Question

using integration find the area enclosed by the curve y= x-x^2 and positive x-axis from x=0 ​

Answer 1

Given:

A curve y= x-x²

To Find:

Area enclose by given curve and x-axis from x=0

Solution:

First of all, we have to find the intersection of given curve and x-axis

We know that, at x-axis, y=0

So, on putting y=0 in the equation of curve, we will get the the two points where curve meet the x-axis

$\longrightarrow\rm{0= x-x^{2}}$

$\longrightarrow\rm{x-x^{2}=0}$

$\longrightarrow\rm{x^{2}-x=0}$

$\longrightarrow\rm{x(x-1)=0}$

$\longrightarrow\rm{x=0,1}$

So, given curve intersect x-axis at x=0 and x=1

Therefore, we have find the area enclosed by the curve y= x-x² and positive x-axis from x=0 to x=1

$\rule{190}{1}$

Now, on applying integration, we get

$\longrightarrow\rm{\displaystyle\int\limits^1_0 {y}\,dx}$

$\longrightarrow\rm{\displaystyle\int\limits^1_0 {(x-x^{2})}\,dx}$

$\longrightarrow\rm{\Bigg[\dfrac{x^{2}}{2}-\dfrac{x^{3}}{3}\Bigg]^1_0}$

$\longrightarrow\rm{\Bigg(\dfrac{(1)^{2}}{2}-\dfrac{(1)^{3}}{3}\Bigg)-\Bigg(\dfrac{(0)^{2}}{2}-\dfrac{(0)^{3}}{3}\Bigg)}$

$\longrightarrow\rm{\Bigg(\dfrac{1}{2}-\dfrac{1}{3}\Bigg)-\Bigg(\dfrac{0}{2}-\dfrac{0}{3}\Bigg)}$

$\longrightarrow\rm{\Bigg(\dfrac{3-2}{6}\Bigg)-0}$

$\longrightarrow\rm{\dfrac{1}{6}\:sq\:units}$

Hence, the required area is 1/6 sq. units

Answer 2

AnsWer :

1/6 sq units.

To Find :

Area of enclosed by the curve y = x - x².

Solution :

We have,

• Enclosed curve y = x - x².
• With positive x - axis from x = 0.

A/Q,

• When, given curve pass through x - axis, it means should be y = 0.

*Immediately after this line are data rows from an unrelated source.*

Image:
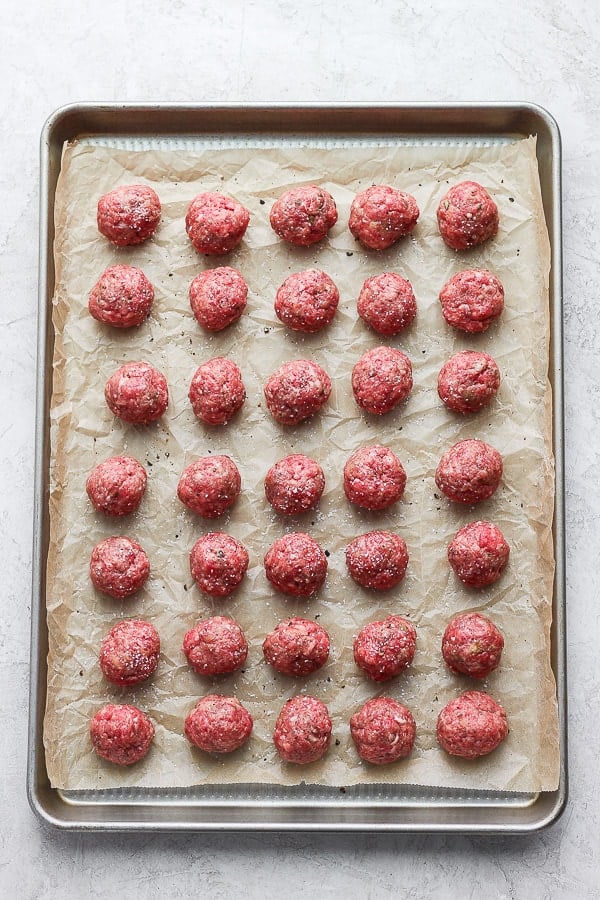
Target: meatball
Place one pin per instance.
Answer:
(303, 730)
(374, 478)
(117, 485)
(119, 567)
(377, 559)
(215, 646)
(296, 565)
(471, 300)
(381, 379)
(129, 652)
(472, 725)
(218, 724)
(210, 485)
(297, 647)
(468, 381)
(294, 484)
(218, 563)
(296, 391)
(137, 393)
(215, 224)
(217, 391)
(467, 216)
(218, 297)
(307, 301)
(383, 731)
(381, 215)
(472, 645)
(129, 214)
(469, 472)
(386, 648)
(478, 554)
(387, 303)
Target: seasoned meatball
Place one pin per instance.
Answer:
(469, 472)
(472, 725)
(303, 730)
(116, 486)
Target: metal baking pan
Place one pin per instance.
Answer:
(306, 808)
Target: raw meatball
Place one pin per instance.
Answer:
(478, 554)
(119, 567)
(294, 484)
(122, 297)
(386, 648)
(210, 485)
(218, 724)
(381, 215)
(303, 730)
(387, 303)
(296, 391)
(469, 471)
(215, 646)
(471, 300)
(472, 725)
(296, 565)
(467, 216)
(218, 563)
(116, 486)
(468, 381)
(217, 391)
(129, 652)
(218, 297)
(215, 224)
(137, 393)
(374, 478)
(307, 301)
(377, 559)
(129, 214)
(472, 645)
(383, 731)
(297, 647)
(381, 379)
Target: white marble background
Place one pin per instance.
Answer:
(544, 51)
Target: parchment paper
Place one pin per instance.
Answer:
(84, 432)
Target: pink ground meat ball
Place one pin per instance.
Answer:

$\tt : \implies y = x - {x}^{2} .$

$\tt : \implies 0 = x - {x}^{2} .$

$\tt : \implies 0= x(1 - x) .$

$\tt : \implies x = 0 \: \: \red{or} \: \: x = 1.$

Now, We have Value of x.

★ Let use Integration to find Enclosed area ( W.r.t.x )

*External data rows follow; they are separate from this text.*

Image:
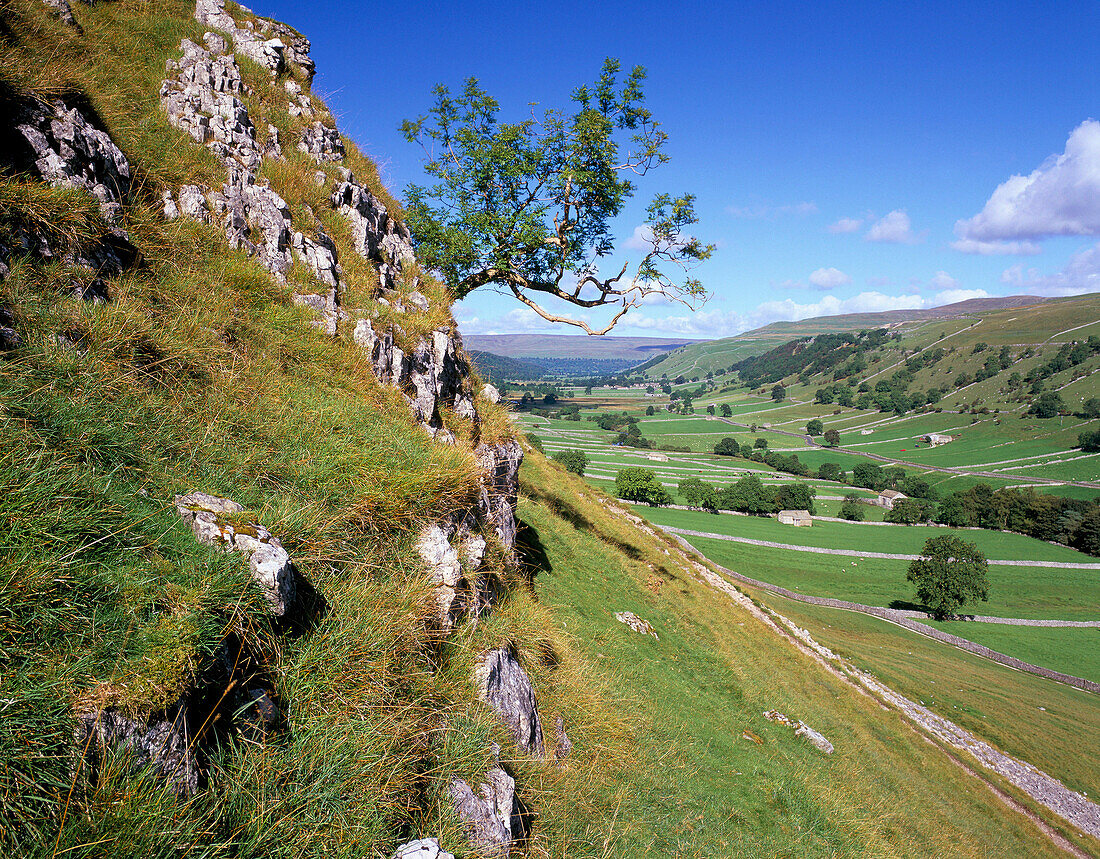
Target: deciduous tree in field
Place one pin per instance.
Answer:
(574, 461)
(694, 493)
(637, 484)
(948, 574)
(528, 206)
(851, 509)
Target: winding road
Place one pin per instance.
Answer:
(945, 469)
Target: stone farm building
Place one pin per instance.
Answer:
(887, 498)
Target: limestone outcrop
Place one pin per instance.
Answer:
(505, 686)
(801, 729)
(9, 337)
(637, 624)
(163, 742)
(421, 848)
(493, 816)
(63, 143)
(211, 521)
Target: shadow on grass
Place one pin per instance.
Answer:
(565, 510)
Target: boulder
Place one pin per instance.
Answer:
(9, 337)
(421, 848)
(163, 742)
(68, 150)
(504, 685)
(321, 143)
(272, 569)
(493, 817)
(64, 11)
(637, 624)
(801, 729)
(499, 465)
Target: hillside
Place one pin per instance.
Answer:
(719, 354)
(499, 367)
(279, 576)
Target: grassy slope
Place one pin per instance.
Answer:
(694, 784)
(107, 597)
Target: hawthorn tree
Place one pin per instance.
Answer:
(635, 483)
(948, 574)
(574, 461)
(527, 207)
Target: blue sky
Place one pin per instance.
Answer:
(845, 156)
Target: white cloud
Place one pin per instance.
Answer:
(952, 296)
(1080, 274)
(846, 226)
(769, 212)
(641, 239)
(717, 323)
(989, 249)
(1062, 197)
(893, 228)
(828, 278)
(943, 281)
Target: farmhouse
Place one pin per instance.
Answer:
(795, 517)
(887, 498)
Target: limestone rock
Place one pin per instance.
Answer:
(272, 147)
(418, 300)
(69, 151)
(564, 746)
(268, 561)
(171, 212)
(9, 337)
(493, 818)
(505, 686)
(321, 143)
(636, 623)
(375, 234)
(422, 848)
(164, 742)
(193, 204)
(64, 11)
(200, 98)
(499, 465)
(801, 729)
(319, 254)
(270, 53)
(452, 550)
(491, 393)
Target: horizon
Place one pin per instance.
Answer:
(845, 158)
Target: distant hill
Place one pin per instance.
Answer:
(992, 361)
(501, 367)
(634, 349)
(719, 354)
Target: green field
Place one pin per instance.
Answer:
(1013, 591)
(1071, 650)
(856, 537)
(1046, 724)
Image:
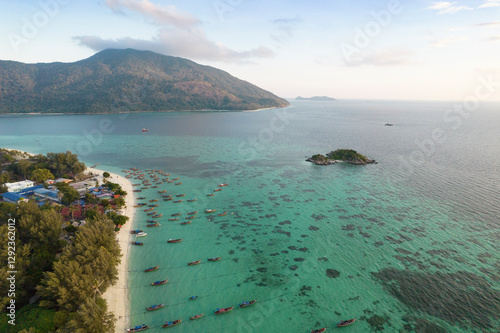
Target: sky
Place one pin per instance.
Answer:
(347, 49)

$\tt : \implies \int\limits_{0}^{1}y \: dx .$

$\tt : \implies \int\limits_{0}^{1}(x - {x}^{2} ) \: dx .$

$\tt : \implies \int\limits_{0}^{1}x \: dx - \int\limits_{0}^{1} {x}^{2} \: dx .$

$\tt : \implies \Bigg( \dfrac{ {x}^{2} }{2} \Bigg) _{0}^{1} - \Bigg(\dfrac{ {x}^{3} }{3} \Bigg)_{0}^{1} .$

$\tt : \implies \Bigg(\dfrac{ {(1)}^{2} }{2} - \dfrac{ {(0)}^{2} }{2} \Bigg) - \Bigg( \dfrac{ {(1)}^{3} }{3 } - \dfrac{ {(0)}^{3} }{3} \Bigg)$

$\tt : \implies \Bigg[ \dfrac{1}{2} - \dfrac{1}{3} \Bigg]$

$\tt : \implies \Bigg[ \dfrac{3 - 2}{6} \Bigg]$

$\tt : \implies \dfrac{1}{6} \: sq \: units.$

Therefore, the required enclosed area is 1/6 sq units.